There Is No ‘Going Dark:’ Dutch Law Enforcement Spent Months Intercepting, Reading Encrypted Messages

To hear consecutive FBI directors tell it, unless legislators are willing to mandate encryption backdoors, the criminals (including terrorists!) will win. That's the only option - at least according to Jim Comey and Chris Wray - given that the FBI, with its billions in funding and wealth of brainpower, is apparently unable to decrypt files and devices simply by waving a warrant at them.

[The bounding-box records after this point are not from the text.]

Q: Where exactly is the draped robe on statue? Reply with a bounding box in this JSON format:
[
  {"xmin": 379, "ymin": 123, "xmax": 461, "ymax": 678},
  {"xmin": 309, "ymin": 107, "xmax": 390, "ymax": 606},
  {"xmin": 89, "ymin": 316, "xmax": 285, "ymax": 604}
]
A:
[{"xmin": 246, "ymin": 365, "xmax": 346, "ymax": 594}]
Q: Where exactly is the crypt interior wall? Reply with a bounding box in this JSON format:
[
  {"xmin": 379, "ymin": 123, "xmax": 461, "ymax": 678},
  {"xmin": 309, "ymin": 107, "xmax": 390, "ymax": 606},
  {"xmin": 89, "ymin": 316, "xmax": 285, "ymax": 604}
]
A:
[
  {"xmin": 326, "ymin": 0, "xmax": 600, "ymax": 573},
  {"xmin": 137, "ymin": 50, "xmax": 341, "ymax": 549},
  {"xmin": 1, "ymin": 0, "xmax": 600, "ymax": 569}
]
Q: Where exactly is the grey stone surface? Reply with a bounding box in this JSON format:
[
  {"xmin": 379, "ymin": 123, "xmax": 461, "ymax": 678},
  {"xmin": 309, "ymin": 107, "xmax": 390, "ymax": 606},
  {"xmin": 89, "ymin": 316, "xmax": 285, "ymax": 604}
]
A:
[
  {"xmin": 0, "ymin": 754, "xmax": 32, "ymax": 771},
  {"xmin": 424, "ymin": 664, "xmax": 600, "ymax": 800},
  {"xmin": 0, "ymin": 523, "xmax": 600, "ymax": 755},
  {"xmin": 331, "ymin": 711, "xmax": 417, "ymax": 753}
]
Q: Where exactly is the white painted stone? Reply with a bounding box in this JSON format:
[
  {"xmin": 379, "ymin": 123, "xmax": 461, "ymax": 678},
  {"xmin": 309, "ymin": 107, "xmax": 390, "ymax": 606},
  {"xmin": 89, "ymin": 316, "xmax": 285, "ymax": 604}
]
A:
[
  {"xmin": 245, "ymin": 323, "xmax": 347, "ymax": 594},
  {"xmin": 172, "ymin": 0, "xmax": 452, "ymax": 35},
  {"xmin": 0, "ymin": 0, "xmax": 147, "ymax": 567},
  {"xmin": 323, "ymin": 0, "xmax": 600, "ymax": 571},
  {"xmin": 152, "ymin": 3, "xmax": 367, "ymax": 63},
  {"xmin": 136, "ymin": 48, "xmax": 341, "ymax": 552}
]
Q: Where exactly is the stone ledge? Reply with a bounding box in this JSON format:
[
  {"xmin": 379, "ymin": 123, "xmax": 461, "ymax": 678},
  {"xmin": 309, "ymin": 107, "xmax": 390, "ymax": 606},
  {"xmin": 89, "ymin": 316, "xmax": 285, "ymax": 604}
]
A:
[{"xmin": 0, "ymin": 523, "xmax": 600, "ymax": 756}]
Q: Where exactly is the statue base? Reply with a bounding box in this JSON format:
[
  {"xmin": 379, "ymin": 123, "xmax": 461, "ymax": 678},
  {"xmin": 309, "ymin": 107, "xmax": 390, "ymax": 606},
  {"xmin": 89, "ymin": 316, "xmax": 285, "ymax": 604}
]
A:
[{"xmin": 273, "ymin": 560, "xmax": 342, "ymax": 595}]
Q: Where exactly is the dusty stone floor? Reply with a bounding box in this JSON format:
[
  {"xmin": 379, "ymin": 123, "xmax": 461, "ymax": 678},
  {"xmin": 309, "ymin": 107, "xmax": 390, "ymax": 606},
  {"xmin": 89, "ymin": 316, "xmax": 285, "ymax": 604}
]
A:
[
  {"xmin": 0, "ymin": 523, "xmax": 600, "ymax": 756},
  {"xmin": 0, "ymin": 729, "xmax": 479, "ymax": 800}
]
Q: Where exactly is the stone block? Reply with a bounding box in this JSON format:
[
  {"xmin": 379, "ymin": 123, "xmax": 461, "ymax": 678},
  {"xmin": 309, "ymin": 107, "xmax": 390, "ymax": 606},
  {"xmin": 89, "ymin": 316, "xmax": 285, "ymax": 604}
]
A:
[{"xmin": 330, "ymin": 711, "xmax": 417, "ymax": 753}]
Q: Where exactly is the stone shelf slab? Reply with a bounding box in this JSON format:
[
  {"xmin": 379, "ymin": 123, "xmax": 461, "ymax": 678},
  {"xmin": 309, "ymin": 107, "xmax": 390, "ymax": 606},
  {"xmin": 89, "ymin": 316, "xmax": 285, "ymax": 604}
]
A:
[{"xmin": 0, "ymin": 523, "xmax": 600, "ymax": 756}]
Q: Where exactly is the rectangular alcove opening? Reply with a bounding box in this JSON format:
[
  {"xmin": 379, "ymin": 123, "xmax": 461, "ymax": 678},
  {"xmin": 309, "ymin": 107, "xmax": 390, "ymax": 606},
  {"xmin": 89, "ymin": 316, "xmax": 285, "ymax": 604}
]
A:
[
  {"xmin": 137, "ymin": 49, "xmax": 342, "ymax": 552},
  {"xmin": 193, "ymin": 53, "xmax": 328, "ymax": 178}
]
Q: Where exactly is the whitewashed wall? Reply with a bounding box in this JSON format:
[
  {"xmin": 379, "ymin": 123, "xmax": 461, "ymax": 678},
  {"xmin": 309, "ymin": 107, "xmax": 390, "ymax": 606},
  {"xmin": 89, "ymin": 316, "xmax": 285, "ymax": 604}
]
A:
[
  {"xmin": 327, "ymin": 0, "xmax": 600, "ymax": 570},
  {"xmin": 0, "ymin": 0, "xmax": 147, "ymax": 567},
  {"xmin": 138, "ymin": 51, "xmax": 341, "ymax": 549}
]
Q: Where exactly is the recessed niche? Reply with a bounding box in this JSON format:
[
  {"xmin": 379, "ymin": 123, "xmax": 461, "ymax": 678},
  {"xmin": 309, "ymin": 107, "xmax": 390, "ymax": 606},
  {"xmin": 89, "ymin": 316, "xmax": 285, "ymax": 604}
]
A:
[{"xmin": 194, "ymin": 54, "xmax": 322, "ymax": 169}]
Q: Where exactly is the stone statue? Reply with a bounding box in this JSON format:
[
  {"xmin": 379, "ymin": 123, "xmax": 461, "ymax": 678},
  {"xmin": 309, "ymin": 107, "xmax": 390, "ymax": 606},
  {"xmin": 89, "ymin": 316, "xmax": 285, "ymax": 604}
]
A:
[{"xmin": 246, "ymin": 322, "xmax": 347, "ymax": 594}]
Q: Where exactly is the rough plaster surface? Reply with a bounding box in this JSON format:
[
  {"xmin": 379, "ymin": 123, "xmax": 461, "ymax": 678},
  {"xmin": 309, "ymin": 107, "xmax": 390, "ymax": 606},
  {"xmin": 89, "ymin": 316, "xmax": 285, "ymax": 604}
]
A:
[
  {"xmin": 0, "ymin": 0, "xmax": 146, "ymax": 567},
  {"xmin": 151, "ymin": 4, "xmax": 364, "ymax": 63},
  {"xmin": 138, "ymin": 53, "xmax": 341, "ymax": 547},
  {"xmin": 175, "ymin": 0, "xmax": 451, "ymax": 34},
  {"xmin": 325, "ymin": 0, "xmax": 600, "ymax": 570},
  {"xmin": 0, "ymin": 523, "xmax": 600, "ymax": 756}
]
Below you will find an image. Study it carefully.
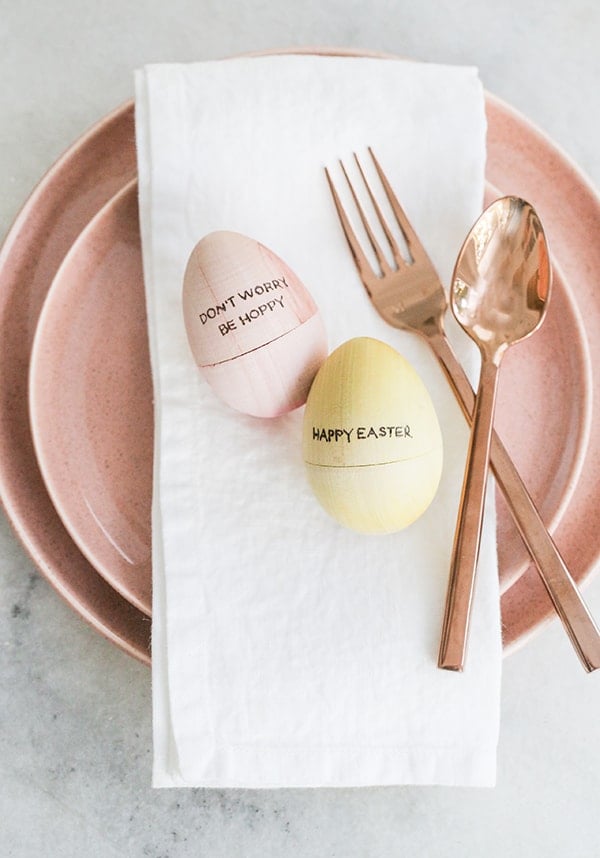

All evidence points to the contrary. What FBI directors refer to as going dark" is actually just the temporary blindness that results from staring directly at the Golden Age of Surveillance sun. While FBI directors waste their time making everyone stupider, law enforcement agencies around the world (including the one represented by these particular misguided loudmouths) are putting plans into action.
Twice in 2021 alone, investigators around the world announced the end results of long investigations that involved taking over message servers or otherwise compromising encrypted communication services that were allegedly marketed almost exclusively to criminals. The FBI, in conjunction with Australian law enforcement, subverted and ran an encrypted messaging server for three years, intercepting millions of messages - something that led to hundreds of arrests around the world. A second investigation targeted a Canadian encrypted service provider, resulting in a number of charges being brought against its CEO.
It has happened again, as Joseph Cox reports for Motherboard. And once again, we can attempt to put FBI director Chris Wray's pouty, anti-encryption bullshit to bed.
Dutch police have cracked another encrypted phone company, this time reading messages from, and then shutting down, Exclu," according to announcements from the police and Dutch prosecution service.
The news demonstrates law enforcement agencies' continued targeting of the encrypted phone industry, part of which has served organized criminal syndicates for years. The Dutch police specifically have been behind many of these hacks and shutdowns, working on other investigations into companies such as Ennetcom and Sky.
From this seemingly impossible task springs a long list of successes - ones that will remain on the books until a court finds something fishy about eavesdropping on 3,000 users to effect 79 searches and 49 arrests. The combined forces of the Netherlands, Germany, and Belgium used the knowledge gleaned from five months of eavesdropping to... make a small dent in crime. And not just the alleged criminal customers of Exclu, but the owners and executives of Exclu itself.
Whether or not these arrests will result in convictions or any perceptible decrease in crime is unknown. But what is certain is that the mere existence of encryption is not a dead end for investigators. The FBI knows this. Its upper management, however, continues to pretend otherwise. Until the FBI can be honest about the challenges posed by encryption, its opinion on the matter can't be trusted.